Quels sont les projets que l'organisation mène ?

Il n'existe pas de projets spécifiques de Venti Pietre, mais notre espace est fait pour accueillir des associations qui ont besoin d'un endroit pour exister. Il y en a actuellement 35 chez nous. Par exemple, on peut trouver une association venant en aide aux migrants ou un groupe de discussion politique car c'est aussi un espace pour accueillir des personnes qui veulent faire des débats, organiser des conférences... La seule règle pour pouvoir entrer dans l'organisation c'est d'être antifasciste.

Comment trouvez-vous les financements pour vos activités ?

Une partie du financement provient du loyer payé par les associations qui occupent les lieux mais c'est plus symbolique qu'autre chose, entre 3 et 5 euros. Une autre partie vient d'un bar qu'on a là-bas, c'est la plus grosse source de revenues de l'organisation.

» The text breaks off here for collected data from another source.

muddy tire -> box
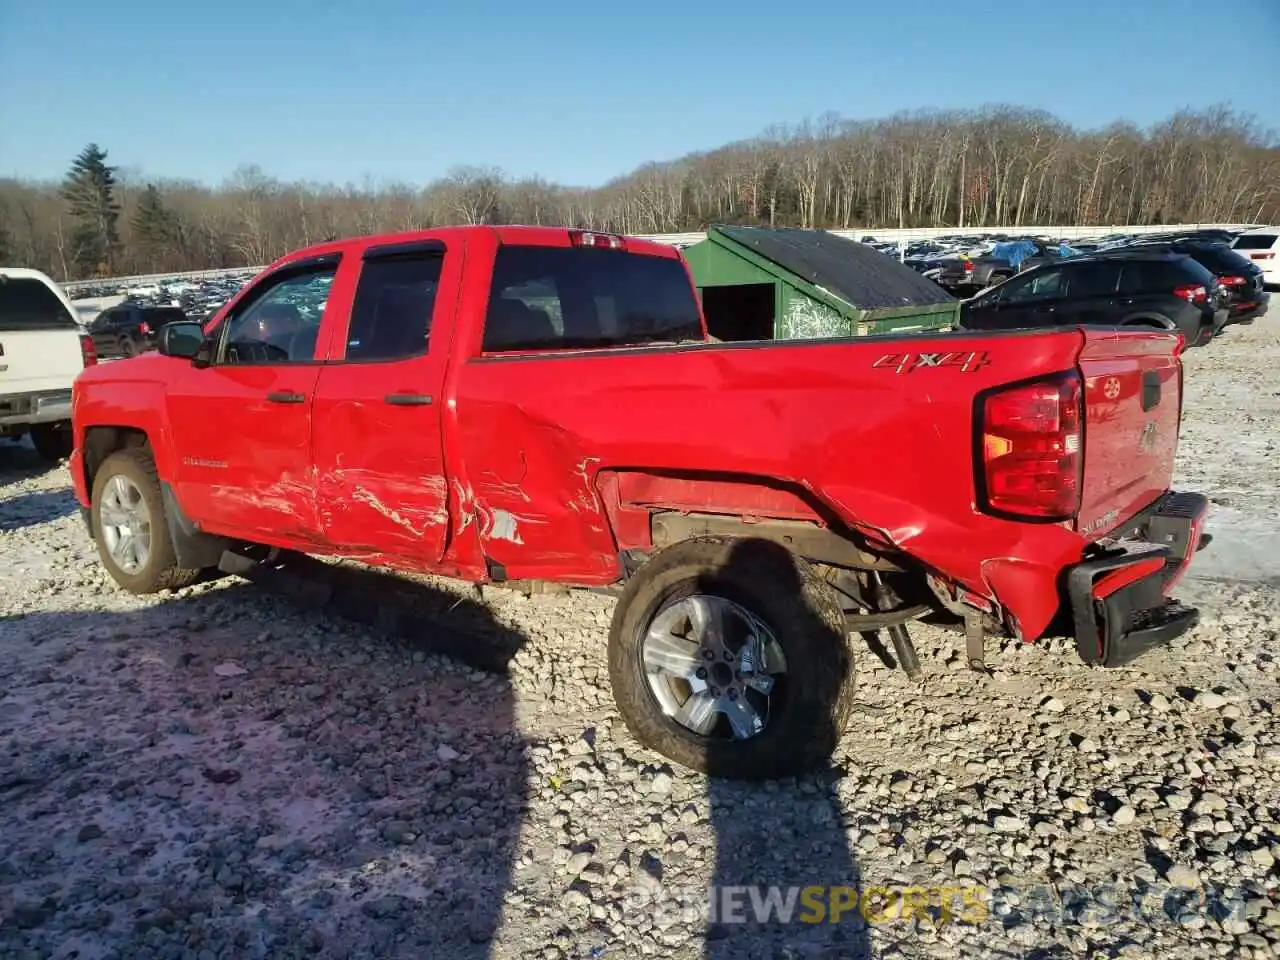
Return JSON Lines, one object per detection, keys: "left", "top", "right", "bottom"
{"left": 91, "top": 449, "right": 201, "bottom": 594}
{"left": 607, "top": 537, "right": 855, "bottom": 780}
{"left": 29, "top": 422, "right": 73, "bottom": 462}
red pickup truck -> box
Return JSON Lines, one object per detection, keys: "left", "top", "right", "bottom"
{"left": 68, "top": 225, "right": 1209, "bottom": 779}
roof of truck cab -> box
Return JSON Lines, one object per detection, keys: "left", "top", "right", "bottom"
{"left": 270, "top": 225, "right": 682, "bottom": 270}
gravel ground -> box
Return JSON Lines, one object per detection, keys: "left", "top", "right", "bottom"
{"left": 2, "top": 313, "right": 1279, "bottom": 960}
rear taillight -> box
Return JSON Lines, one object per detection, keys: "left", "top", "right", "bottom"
{"left": 139, "top": 321, "right": 152, "bottom": 334}
{"left": 1172, "top": 284, "right": 1207, "bottom": 305}
{"left": 963, "top": 261, "right": 974, "bottom": 273}
{"left": 977, "top": 372, "right": 1082, "bottom": 520}
{"left": 1250, "top": 252, "right": 1275, "bottom": 260}
{"left": 79, "top": 334, "right": 97, "bottom": 367}
{"left": 1218, "top": 275, "right": 1246, "bottom": 286}
{"left": 569, "top": 230, "right": 625, "bottom": 250}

Est-ce que votre organisation soutient un parti politique ?

Non, notre but n'est pas de soutenir un parti politique ou de suivre la mouvance d'un parti. Venti Pietre ne cherche pas à faire de la politique, même si selon nous, la politique est partout. C'est juste qu'avec notre organisation, on pense que la politique ne se fait pas seulement dans les urnes mais elle se fait surtout dans la rue et cela passe par les initiatives sociales que nos associations mènent.

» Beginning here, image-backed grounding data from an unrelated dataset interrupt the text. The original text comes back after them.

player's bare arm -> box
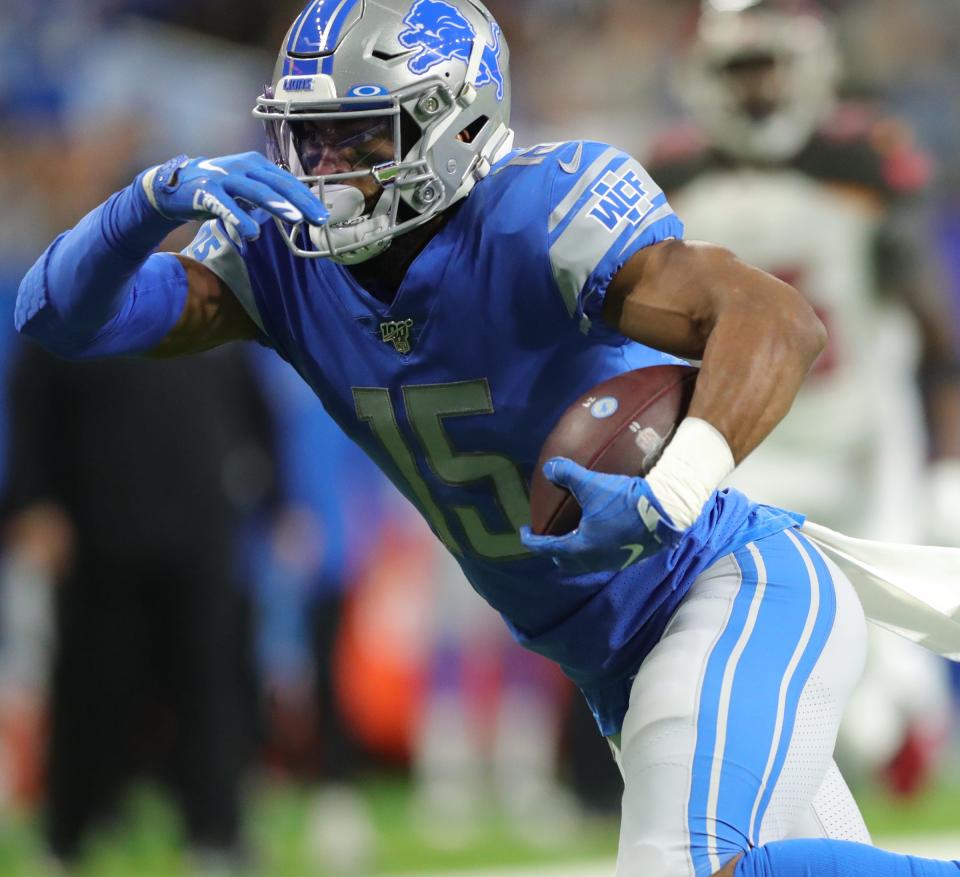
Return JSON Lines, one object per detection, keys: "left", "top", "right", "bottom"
{"left": 603, "top": 239, "right": 827, "bottom": 464}
{"left": 149, "top": 257, "right": 258, "bottom": 358}
{"left": 522, "top": 240, "right": 826, "bottom": 571}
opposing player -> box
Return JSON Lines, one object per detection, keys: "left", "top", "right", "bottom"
{"left": 15, "top": 1, "right": 960, "bottom": 875}
{"left": 650, "top": 0, "right": 959, "bottom": 795}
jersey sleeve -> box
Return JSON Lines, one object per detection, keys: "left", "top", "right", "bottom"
{"left": 180, "top": 218, "right": 276, "bottom": 349}
{"left": 546, "top": 142, "right": 685, "bottom": 327}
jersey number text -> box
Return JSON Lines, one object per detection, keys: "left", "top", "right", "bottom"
{"left": 353, "top": 380, "right": 531, "bottom": 560}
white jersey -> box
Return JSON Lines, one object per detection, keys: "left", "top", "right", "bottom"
{"left": 649, "top": 117, "right": 931, "bottom": 537}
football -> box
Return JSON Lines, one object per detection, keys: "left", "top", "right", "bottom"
{"left": 529, "top": 365, "right": 699, "bottom": 536}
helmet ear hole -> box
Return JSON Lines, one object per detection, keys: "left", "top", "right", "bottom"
{"left": 460, "top": 115, "right": 490, "bottom": 144}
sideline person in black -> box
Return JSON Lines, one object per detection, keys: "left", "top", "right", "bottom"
{"left": 3, "top": 342, "right": 273, "bottom": 868}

Mai 68, les jeunes italiens sortent dans les rues lors des grandes contestations sociales qui secouent le pays. 

Interview de Valerio Rambaldi, figure emblématique des luttes ouvrières de la fin des années 60, membre de Venti Pietre

On surnomme Bologne "la Rossa", que reste-t-il aujourd'hui de cette appellation ?

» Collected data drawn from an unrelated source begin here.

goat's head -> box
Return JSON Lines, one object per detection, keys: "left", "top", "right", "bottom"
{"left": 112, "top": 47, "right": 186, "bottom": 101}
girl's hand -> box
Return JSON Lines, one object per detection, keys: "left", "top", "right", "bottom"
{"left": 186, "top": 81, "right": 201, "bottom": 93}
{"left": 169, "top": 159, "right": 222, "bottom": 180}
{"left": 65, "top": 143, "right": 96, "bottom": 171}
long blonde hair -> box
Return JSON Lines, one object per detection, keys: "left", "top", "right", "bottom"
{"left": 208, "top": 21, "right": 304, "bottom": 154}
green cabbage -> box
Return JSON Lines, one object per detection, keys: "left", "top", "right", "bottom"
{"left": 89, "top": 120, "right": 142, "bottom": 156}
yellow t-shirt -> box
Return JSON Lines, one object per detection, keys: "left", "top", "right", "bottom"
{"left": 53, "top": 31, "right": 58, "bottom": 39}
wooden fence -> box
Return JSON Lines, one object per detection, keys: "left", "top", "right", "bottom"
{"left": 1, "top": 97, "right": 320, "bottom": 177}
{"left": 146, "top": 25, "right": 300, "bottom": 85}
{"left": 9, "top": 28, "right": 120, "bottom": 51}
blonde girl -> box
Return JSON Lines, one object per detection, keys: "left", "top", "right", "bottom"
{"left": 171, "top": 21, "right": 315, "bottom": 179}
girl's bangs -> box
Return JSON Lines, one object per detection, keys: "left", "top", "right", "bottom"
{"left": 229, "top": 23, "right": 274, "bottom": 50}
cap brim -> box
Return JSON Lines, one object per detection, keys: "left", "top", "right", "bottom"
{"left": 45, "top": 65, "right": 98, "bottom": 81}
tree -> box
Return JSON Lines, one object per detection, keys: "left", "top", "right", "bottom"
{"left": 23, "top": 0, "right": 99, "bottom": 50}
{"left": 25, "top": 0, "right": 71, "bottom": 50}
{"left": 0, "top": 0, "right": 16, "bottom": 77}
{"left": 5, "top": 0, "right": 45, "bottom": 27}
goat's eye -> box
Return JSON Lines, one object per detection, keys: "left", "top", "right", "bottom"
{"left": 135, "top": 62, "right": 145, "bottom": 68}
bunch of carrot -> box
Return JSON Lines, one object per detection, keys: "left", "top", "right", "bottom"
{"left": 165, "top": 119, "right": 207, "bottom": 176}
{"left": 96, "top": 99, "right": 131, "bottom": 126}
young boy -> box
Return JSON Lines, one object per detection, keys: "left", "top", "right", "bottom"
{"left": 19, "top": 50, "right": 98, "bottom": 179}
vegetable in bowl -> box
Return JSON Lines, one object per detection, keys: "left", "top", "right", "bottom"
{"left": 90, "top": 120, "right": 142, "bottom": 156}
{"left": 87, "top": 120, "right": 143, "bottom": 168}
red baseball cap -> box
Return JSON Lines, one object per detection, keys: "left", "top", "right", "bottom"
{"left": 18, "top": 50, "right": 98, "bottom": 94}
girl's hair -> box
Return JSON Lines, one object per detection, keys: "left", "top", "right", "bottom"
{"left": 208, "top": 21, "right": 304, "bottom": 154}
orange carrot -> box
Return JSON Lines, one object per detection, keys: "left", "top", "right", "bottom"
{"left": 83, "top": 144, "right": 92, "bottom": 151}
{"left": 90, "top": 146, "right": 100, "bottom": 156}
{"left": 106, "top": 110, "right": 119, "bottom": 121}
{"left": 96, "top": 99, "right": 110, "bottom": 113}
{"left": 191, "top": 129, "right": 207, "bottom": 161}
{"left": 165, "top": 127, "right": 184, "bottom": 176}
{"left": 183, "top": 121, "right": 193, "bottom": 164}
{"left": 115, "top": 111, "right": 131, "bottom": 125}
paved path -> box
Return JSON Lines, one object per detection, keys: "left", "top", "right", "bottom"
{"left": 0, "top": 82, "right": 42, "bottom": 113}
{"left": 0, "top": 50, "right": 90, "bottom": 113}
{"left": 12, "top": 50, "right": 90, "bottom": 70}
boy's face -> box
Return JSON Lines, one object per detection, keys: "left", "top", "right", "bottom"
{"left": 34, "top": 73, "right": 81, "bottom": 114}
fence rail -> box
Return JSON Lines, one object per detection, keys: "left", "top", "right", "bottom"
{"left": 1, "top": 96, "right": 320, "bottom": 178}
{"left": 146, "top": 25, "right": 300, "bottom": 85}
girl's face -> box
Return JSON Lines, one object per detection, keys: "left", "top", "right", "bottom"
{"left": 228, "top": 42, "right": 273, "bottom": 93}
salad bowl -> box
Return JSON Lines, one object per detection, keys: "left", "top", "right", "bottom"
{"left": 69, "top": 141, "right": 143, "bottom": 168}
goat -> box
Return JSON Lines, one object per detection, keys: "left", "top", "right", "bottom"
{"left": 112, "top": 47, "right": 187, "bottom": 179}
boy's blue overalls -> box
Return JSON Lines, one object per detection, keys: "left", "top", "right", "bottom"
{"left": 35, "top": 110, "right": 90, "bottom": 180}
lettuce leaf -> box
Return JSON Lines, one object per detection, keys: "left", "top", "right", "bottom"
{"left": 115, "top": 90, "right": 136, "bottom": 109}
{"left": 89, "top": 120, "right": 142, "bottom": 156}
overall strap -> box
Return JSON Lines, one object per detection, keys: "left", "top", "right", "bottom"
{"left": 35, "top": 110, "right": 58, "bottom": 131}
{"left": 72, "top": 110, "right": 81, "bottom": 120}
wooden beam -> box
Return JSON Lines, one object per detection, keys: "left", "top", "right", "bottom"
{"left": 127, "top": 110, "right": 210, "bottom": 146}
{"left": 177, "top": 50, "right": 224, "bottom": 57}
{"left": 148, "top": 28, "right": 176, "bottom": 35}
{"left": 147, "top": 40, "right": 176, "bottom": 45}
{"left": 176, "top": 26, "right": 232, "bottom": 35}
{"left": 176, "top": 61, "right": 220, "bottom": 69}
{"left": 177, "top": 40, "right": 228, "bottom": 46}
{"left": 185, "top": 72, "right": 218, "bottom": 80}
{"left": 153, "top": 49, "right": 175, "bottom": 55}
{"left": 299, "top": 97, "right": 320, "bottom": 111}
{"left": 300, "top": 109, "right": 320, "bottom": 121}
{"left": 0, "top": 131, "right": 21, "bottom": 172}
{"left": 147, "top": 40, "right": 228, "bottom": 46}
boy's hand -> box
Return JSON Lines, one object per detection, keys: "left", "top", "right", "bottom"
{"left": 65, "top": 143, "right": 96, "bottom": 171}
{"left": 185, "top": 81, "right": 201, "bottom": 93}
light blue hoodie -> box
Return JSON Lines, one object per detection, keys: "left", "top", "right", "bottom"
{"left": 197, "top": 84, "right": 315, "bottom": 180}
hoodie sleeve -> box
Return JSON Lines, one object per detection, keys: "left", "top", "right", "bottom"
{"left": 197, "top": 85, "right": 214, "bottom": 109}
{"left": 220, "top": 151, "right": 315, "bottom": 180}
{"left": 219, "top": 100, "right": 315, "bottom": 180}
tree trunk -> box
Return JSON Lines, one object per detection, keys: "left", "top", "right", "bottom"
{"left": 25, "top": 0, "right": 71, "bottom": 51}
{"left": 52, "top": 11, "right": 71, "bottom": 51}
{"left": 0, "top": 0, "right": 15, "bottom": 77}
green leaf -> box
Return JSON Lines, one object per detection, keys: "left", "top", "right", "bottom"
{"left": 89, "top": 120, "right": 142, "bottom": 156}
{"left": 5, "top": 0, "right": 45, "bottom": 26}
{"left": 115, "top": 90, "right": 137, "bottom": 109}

Il n'y a plus de Bologna Rossa. Je vis à Bologne depuis 2011 et j'ai vu la ville changer. Avant, c'était une ville plus sociale, marquée par son passé politique, un bastion de gauche et des communistes. Aujourd'hui, elle est plus touristique. Par exemple, les loyers augmentent et les Bolonais préfèrent louer leurs appartements sur Airbnb plutôt qu'à des étudiants, obligés de partir en périphérie. En plus de cela, la mairie a une politique plus centrée sur la confrontation que la conciliation. Au fond, je pense que Bologne a peur de perdre son image de belle ville. De ce fait, les politiques sont plus réactionnaires qu'avant, c'est un mécanisme de défense.

Considérez-vous que l'engagement est le même qu'avant ? Chez les jeunes particulièrement ?

Absolument pas. Et c'est un problème. Notre génération, les jeunes d'aujourd'hui, ne veulent plus s'engager. C'est problématique parce que au lieu de s'unir, nous sommes toujours les uns contre les autres. Pour moi, il faut briser ce projet idéologique. Mais il y a très peu d'engagement en Italie en général. Moins qu'en France ou en Espagne par exemple. J'ai l'espoir que cela change, que les étrangers qui viennent chez nous ramènent cette contestation avec eux. C'est la seule manière pour que les choses changent.

Quelle est votre opinion sur la situation politique italienne ?

Pour moi, l'Italie a échoué sur le plan politique, culturel et social. Et cela parce qu'elle a le désir de se mettre au même niveau que d'autres puissances européennes. Sauf que ce n'est pas possible. Notre classe politique n'a pas la force de diriger le pays. Le parlement doit représenter l'exigence démocratique des citoyens. Mais les partis ne trouvent pas d'accord. Et ces forces politiques qui sont censées nous représenter ne nous représentent pas, elles sont trop loin de la réalité des choses.

Vous qui êtes aussi poète, cherchez vous à refléter votre engagement politique dans votre art ?

C'est important de faire une poésie sur notre vision du monde, son histoire. Ma poésie est une réflexion sur le monde, sur la société. Ce n'est pas une arme révolutionnaire, elle n'a pas l'objectif de créer forcément un changement. Mais toutes les oeuvres d'art sont de facto engagées.